Warum sollte sich die Umwelt renaturieren lassen, nur weil wieder Wölfe angesiedelt werden? Inti Flynn und ihr Team haben im schottischen Hochland mit ihrem Wolfsprojekt keinen guten Stand bei den Einheimischen. Von argwöhnisch bis aggressiv reichen die Reaktionen der Farmer und das Team fürchtet um jeden einzelnen Wolf, der ausgewildert wird. Intis ruppige Art, ihr Misstrauen gegenüber den Menschen im allgemeinen und ihre unterdrückte Sympathie für den Polizeichef machen die Arbeit nicht einfacher. Als einer der größten Widersacher des Projektes spurlos verschwindet, richtet sich der Verdacht sofort gegen die Wölfe. Zu Recht?

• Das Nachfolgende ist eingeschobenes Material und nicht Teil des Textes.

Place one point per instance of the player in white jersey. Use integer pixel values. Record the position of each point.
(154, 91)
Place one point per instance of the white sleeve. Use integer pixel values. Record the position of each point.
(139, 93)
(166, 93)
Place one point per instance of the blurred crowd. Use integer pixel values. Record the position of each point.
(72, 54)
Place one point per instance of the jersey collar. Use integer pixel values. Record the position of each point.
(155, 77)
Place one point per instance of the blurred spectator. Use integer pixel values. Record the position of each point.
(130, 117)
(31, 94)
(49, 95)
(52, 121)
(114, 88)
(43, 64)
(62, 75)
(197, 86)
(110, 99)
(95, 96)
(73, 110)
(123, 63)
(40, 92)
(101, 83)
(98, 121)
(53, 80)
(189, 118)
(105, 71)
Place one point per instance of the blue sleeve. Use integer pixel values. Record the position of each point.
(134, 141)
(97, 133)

Es ist schon viel über das Buch geschrieben worden. Neben den wirklich interessanten und erschütternden Umweltaspekten, ist die Schilderung der Mirror-Touch-Synästhesie, unter der Inti leidet (einer sehr stark ausgeprägten emotionalen Empathie), ein absolut spannendes Feld. Diese Empathie geht so weit, dass die Protagonistin körperlich fühlt, was sie an ihrem Gegenüber beobachtet; von einfachen Berührungen bis zur Schmerzen, dabei ist es unerheblich, ob das Gegenüber ein Mensch oder ein Tier ist. Das macht ihre Arbeit mit Wölfen so besonders.

Ich habe das Buch sehr gerne gelesen. Es hat mich an manchen Stellen erschüttert, sehr stark berührt und zu Tränen gerührt. Allerdings gab es auch einige Szenen, die sich gezogen haben. Der Autorin wird eine große Sprachgewalt zugesprochen und dem kann ich nur zustimmen. Als Leser:in wird man völlig in die Geschichte eingesogen und klebt an den Figuren. "Zugvögel" habe ich nicht gelesen und kann daher keinen Vergleich anstellen. "Wo die Wölfe sind" kann ich aber absolut empfehlen, allerdings werden wieder einmal menschliche Abgründe aufgezeigt, die sich so aus dem Klappentext nicht ableiten lassen. Ein Roman, der zum Nachdenken anregt, über die Natur, die Tiere und die Menschen.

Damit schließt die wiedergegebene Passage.